In der heutigen, sich ständig im Wandel befindenden Technologie-Landschaft werden moderne Systeme wie Kubernetes häufig als neueste Innovation des Infrastruktur- und Applikationsmanagements angesehen. Doch auch in der Welt der Containerisierung und der dynamischen Skalierung gibt es Zeiten, in denen diese fortgeschrittenen Technologien mit traditionellen Systemen und Praktiken interagieren müssen.
Einen solchen Bereich stellt das Sicherstellen einer vorhersehbaren Netzwerkkonnektivität dar – besonders, wenn es um ältere Firewalls und externe Dienste geht, die verlangen, dass die Verbindung von einer bestimmten IP-Adresse ausgeht. Da uns bei Nine solche Anforderungen immer wieder begegnen, haben wir uns eine Lösung überlegen müssen: unser neues Feature Static Egress, das wir uns in diesem Artikel näher anschauen wollen.
Warum benötigen wir hierfür eine Lösung?
Als wir unser NKE (Nine Kubernetes Engine) Produkt entwarfen, gehörte zu unseren Hauptzielen sowohl die Automatisierung als auch die Möglichkeit, Self-Service anzubieten. Kubernetes und die dazugehörigen Add-ons bieten bereits eine gute Basis dafür. Je nach Ressourcenbedarf des Clusters, auf dem die Workloads laufen, fügt der Cluster-Autoscaler zum Beispiel Nodes hinzu oder entfernt sie wieder. Etwas, worum sich Kubernetes jedoch nicht von sich aus kümmert, ist die Verwaltung der darunterliegenden Nodes.

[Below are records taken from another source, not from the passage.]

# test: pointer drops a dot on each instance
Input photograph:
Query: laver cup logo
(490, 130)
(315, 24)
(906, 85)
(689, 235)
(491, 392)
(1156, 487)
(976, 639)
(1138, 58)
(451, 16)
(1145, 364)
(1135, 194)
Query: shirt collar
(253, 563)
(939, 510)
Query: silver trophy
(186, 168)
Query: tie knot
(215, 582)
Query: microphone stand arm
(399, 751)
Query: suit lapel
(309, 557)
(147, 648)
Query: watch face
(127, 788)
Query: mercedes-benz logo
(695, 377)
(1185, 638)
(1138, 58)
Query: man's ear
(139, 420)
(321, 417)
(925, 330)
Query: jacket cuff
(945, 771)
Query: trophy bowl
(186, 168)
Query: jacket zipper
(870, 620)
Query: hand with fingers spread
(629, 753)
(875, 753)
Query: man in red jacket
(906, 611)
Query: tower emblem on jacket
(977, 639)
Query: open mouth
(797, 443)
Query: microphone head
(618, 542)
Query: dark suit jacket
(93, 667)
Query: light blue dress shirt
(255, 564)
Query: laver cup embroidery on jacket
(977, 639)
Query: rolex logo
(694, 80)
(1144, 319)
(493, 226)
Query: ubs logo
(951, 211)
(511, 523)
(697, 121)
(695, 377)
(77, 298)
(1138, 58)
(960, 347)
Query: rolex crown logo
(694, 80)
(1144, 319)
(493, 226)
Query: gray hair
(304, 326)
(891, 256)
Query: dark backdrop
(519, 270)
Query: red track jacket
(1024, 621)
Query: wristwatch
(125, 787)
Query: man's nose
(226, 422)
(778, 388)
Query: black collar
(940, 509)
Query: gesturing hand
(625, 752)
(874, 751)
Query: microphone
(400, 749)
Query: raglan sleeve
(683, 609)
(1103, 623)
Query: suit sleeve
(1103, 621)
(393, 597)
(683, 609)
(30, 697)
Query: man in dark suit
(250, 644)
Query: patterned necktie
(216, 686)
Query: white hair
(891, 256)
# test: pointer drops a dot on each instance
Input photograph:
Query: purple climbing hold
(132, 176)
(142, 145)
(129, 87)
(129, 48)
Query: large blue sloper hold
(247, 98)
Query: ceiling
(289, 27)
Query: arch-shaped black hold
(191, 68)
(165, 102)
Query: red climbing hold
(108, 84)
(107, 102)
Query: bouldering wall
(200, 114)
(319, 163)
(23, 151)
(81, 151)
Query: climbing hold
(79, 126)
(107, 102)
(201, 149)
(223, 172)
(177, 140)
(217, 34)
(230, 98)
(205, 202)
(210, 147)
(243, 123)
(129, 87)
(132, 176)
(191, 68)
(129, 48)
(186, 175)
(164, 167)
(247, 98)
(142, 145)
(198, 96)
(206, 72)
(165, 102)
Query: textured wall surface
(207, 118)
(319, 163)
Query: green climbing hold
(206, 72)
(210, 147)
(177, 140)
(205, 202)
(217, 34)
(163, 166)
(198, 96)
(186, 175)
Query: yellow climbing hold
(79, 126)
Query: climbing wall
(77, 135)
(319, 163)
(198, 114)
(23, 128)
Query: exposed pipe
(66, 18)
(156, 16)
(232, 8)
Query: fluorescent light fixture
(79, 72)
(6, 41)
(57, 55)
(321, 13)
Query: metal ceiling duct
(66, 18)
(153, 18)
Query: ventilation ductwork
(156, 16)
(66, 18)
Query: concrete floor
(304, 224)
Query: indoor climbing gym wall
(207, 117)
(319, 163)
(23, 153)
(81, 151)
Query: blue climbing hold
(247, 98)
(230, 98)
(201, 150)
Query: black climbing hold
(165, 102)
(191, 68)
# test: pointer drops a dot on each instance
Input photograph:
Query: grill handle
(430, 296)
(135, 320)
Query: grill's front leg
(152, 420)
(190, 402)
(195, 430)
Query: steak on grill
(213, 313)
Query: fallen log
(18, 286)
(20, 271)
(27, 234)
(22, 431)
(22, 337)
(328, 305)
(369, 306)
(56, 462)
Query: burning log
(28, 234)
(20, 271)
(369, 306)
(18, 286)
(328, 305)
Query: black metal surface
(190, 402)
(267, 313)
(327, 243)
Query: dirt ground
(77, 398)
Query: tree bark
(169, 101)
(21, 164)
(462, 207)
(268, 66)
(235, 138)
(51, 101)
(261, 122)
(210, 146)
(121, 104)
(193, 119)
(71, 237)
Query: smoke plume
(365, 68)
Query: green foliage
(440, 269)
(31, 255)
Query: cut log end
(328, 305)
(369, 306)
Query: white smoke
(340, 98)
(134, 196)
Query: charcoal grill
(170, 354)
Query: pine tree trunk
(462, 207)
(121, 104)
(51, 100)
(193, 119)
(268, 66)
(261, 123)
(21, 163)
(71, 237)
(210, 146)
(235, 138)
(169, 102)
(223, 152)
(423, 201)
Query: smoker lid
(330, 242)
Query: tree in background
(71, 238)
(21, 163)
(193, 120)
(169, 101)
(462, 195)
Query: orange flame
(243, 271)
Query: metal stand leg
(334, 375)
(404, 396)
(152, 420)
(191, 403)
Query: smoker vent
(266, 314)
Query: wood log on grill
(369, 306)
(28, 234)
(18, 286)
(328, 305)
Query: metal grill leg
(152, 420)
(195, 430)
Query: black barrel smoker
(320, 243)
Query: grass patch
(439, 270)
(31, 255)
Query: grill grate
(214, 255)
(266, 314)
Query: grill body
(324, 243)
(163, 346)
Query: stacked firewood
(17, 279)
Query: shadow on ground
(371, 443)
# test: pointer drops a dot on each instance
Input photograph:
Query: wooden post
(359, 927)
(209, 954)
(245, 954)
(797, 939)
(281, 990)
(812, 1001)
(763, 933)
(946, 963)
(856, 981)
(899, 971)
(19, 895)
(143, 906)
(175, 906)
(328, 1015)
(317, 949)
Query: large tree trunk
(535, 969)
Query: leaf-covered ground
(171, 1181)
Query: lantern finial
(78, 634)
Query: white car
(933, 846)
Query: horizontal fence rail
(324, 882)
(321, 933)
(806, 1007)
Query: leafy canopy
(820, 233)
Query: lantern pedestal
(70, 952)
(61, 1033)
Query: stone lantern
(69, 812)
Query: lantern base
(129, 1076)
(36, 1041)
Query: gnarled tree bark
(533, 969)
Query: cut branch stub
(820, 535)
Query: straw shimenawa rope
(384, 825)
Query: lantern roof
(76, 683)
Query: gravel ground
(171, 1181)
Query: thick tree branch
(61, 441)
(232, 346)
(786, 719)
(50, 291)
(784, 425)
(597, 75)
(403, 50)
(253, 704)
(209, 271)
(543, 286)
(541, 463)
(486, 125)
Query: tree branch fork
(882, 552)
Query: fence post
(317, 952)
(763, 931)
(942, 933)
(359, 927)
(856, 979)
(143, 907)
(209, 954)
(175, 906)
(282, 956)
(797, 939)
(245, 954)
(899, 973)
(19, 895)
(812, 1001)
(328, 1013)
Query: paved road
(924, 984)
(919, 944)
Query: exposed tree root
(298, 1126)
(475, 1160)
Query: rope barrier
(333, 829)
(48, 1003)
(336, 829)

Bei unseren VMs führen seit jeher die Updates der installierten Software und der Linux Kernel mithilfe eines Konfigurationssystems und des Package Managers der darunterliegenden Linux-Distribution durch. Das betrifft auch Upgrades von einem grossen Distribution-Release zum nächsten (z. B. von Ubuntu 22.04 auf 24.04), für die viel Vorbereitung und Vorarbeit nötig sind. Als wir NKE einführten, wollten wir diesen Weg nicht gehen und suchten daher nach anderen Lösungen.
Als wir NKE ins Leben riefen, hatten wir glücklicherweise bereits Erfahrungen mit der Verwaltung von Google Kubernetes Engine (GKE) Clustern sammeln können. Dort waren wir sehr zufrieden damit, wie Node-Upgrades durchgeführt werden. In einem GKE Cluster wird die Node-Software selbst nicht in einer bereits laufenden Instanz aktualisiert. Stattdessen werden die Maschinen eine nach der anderen durch neuere, aktualisierte Maschinen ersetzt. Bei der Implementierung dieses Workflows setzen wir auf Flatcar Linux, welches eine rollende Linux-Distribution mit fortgeschrittener Sicherheit bietet. Einer der zusätzlichen Sicherheitsmechanismen ist ein unveränderliches Dateisystem, das eine Veränderung bereits installierter Software nicht zulässt. Dadurch werden Versions- und Konfigurationsabweichungen verhindert.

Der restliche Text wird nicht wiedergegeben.